I tried with a disk based heartbeat, without linux-ha running, to make sure 
that ocfs2 is working as expected, but unfortunately it is not. 
when I mount the ocfs2 partition on the first host, everything is fine. I can 
make an ls /mnt (where the ocfs2 partition is mounted), and see the directory 
listing.
I can mount the partition on the second host. running the mount command, shows 
me the partition mounted, also mounted.ocfs2 shows the partition mounted on 
both hosts. but a ls /mnt hangs forever. the ls command is also not killable 
via kill -9 and an umount is also impossible.
here is my cluster.conf file
node:
        ip_port = 7777
        ip_address = 192.168.102.31
        number = 0
        name = ppsnfs101
        cluster = ocfs2
node:
        ip_port = 7777
        ip_address = 192.168.102.32
        number = 1
        name = ppsnfs102
        cluster = ocfs2
cluster:
        node_count = 2
        name = ocfs2
both hosts are reachable via the network. The OCFS partitions are on a SAN, 
mounted by both hosts, but I also tried to use iscsi, but with the same 
result.
I have these rpm's of ocfs2 installed, on a SLES 10, running on x86_46, with
a
kernel: 2.6.16.27-0.6-smp:
ocfs2-tools-1.2.2-0.2
ocfs2console-1.2.2-0.2
while all this happens, I see the following messages in the logs:
this is the log from the first host mounting this device:
Feb 19 10:53:25 ppsnfs102 kernel: ocfs2: Mounting device (8,1) on (node 1, 
slot 1)
Feb 19 10:54:45 ppsnfs102 kernel: o2net: connected to node ppsnfs101 (num 0) 
at 192.168.102.31:7777
Feb 19 10:54:49 ppsnfs102 kernel: ocfs2_dlm: Node 0 joins domain 
CAD397436504401B86AA79A8BCAE88D4
Feb 19 10:54:49 ppsnfs102 kernel: ocfs2_dlm: Nodes in domain 
("CAD397436504401B86AA79A8BCAE88D4"): 0 1
Feb 19 10:54:55 ppsnfs102 kernel: o2net: no longer connected to node ppsnfs101 
(num 0) at 192.168.102.31:7777
this is the messages, from the second host mounting the device:
Feb 19 10:50:59 ppsnfs101 zmd: Daemon (WARN): Not starting remote web server
Feb 19 10:51:02 ppsnfs101 kernel: eth1: no IPv6 routers present
Feb 19 10:51:03 ppsnfs101 kernel: eth0: no IPv6 routers present
Feb 19 10:54:45 ppsnfs101 kernel: o2net: accepted connection from node 
ppsnfs102 (num 1) at 192.168.102.32:7777
Feb 19 10:54:49 ppsnfs101 kernel: OCFS2 1.2.3-SLES Thu Aug 17 11:38:33 PDT 
2006 (build sles)
Feb 19 10:54:49 ppsnfs101 kernel: ocfs2_dlm: Nodes in domain 
("CAD397436504401B86AA79A8BCAE88D4"): 0 1
Feb 19 10:54:49 ppsnfs101 kernel: kjournald starting.  Commit interval 5 
seconds
Feb 19 10:54:49 ppsnfs101 kernel: ocfs2: Mounting device (8,1) on (node 0, 
slot 0)
Feb 19 10:54:55 ppsnfs101 kernel: o2net: connection to node ppsnfs102 (num 1) 

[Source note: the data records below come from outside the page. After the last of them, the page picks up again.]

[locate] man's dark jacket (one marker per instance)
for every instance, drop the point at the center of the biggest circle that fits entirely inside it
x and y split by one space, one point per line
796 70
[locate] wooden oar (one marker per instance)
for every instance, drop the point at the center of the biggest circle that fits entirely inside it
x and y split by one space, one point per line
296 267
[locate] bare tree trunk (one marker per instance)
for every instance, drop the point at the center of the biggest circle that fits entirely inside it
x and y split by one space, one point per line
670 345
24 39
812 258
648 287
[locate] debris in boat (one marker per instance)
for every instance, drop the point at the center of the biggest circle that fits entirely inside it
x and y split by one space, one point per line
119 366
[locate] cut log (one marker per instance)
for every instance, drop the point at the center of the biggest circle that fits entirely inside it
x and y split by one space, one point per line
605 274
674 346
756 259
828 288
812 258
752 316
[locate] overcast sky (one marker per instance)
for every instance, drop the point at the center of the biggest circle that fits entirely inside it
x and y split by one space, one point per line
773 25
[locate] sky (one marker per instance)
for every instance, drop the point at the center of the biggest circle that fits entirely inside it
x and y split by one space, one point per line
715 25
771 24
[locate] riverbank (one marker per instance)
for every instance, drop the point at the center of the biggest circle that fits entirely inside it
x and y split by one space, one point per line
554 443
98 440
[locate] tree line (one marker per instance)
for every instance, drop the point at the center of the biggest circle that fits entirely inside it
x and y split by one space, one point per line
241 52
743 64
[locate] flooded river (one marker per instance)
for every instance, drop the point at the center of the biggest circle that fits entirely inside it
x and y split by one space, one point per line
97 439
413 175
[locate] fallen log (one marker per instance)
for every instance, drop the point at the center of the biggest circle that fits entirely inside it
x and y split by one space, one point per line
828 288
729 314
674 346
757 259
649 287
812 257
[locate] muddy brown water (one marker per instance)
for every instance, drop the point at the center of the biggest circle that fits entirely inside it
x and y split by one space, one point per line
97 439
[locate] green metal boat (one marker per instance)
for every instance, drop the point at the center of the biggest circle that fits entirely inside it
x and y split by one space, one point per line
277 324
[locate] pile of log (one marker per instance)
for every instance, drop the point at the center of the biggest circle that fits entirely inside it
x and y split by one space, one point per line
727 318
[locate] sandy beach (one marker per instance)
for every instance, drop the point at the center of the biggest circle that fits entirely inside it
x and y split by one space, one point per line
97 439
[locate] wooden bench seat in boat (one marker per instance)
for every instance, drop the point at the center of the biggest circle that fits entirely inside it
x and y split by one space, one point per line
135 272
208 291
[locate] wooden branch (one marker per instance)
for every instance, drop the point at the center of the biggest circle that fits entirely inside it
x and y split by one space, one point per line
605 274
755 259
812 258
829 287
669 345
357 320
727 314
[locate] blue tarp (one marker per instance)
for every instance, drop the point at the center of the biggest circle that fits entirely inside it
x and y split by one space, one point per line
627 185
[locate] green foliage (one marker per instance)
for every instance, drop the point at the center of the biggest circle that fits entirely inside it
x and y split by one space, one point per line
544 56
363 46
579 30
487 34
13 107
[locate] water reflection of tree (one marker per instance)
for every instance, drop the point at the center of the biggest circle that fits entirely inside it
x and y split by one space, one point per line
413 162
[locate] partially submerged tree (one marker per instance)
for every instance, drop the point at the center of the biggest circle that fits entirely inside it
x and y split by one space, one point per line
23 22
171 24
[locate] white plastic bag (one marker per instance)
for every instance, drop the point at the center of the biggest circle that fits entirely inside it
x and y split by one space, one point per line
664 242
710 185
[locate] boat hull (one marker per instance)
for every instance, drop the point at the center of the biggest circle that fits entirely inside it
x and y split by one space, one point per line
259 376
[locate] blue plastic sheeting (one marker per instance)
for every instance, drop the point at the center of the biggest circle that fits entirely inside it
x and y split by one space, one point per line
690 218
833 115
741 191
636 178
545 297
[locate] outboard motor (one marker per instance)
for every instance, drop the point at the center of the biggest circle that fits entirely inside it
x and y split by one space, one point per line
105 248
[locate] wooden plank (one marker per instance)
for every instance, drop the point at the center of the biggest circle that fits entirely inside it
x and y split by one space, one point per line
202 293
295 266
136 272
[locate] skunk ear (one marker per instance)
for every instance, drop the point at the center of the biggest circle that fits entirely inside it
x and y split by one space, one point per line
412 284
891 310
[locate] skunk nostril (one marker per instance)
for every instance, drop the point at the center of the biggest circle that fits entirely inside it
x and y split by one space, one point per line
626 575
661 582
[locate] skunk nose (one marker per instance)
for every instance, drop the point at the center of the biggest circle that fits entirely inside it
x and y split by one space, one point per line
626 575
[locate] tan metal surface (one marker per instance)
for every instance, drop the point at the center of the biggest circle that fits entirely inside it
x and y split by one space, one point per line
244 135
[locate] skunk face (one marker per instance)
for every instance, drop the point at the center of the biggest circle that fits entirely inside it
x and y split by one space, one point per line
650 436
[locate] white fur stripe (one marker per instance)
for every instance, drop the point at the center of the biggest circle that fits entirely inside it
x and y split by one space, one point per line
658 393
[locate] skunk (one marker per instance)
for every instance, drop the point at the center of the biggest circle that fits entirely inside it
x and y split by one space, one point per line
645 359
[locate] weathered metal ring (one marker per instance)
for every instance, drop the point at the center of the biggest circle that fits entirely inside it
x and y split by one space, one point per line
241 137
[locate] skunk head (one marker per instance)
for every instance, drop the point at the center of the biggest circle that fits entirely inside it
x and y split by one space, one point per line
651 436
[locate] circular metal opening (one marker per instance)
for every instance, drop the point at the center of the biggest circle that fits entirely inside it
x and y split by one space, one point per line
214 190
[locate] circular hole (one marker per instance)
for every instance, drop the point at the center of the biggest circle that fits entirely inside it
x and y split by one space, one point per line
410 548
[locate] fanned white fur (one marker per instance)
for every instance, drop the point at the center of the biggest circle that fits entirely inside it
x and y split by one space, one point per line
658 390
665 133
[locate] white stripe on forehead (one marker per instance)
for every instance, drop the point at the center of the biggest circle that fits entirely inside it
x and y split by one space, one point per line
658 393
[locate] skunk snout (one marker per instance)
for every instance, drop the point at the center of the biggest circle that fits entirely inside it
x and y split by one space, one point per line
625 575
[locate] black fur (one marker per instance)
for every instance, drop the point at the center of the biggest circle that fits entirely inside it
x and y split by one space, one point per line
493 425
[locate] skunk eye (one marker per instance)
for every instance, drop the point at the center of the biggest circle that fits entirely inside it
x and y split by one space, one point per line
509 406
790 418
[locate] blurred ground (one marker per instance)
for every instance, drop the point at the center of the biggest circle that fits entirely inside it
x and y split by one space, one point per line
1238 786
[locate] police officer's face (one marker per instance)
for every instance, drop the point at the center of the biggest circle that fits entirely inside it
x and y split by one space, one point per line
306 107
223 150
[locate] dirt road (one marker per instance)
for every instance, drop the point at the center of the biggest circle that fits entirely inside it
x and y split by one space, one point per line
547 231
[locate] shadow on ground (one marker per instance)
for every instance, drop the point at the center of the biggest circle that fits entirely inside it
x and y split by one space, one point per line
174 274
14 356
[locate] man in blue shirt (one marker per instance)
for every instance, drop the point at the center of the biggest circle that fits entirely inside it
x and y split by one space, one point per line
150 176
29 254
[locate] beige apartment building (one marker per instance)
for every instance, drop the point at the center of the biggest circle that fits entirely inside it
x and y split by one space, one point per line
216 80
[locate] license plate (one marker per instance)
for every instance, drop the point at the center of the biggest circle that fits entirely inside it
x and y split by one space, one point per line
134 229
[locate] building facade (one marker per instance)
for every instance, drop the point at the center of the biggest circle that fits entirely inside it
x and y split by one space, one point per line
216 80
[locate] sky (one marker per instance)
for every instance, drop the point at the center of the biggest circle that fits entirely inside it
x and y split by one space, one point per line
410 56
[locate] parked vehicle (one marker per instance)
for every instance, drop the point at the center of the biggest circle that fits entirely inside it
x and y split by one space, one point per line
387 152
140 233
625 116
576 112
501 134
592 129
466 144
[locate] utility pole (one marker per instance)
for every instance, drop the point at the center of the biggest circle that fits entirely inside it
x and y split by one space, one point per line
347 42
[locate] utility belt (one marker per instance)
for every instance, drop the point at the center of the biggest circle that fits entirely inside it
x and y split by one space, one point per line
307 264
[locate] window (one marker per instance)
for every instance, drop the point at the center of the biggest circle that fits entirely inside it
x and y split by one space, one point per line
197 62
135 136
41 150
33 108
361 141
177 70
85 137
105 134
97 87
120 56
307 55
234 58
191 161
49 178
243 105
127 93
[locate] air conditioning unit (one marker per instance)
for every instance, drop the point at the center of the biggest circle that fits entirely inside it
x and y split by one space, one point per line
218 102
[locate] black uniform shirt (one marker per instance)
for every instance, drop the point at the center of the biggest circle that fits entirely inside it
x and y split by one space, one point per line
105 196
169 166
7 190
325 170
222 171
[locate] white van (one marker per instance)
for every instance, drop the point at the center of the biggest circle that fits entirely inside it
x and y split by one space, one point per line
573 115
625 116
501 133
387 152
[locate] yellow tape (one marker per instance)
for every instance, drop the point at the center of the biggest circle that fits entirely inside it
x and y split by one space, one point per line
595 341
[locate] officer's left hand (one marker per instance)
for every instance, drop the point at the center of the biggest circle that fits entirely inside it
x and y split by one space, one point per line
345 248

at 192.168.102.32:7777 has been idle for 10 seconds, shuttin
g it down.
Feb 19 10:54:55 ppsnfs101 kernel: (0,0):o2net_idle_timer:1314 here are some 
times that might help debug the situation: (tmr 1171878885.425
241 now 1171878895.425628 dr 1171878890.425647 adv 
1171878890.425655:1171878890.425657 func (573d7565:505) 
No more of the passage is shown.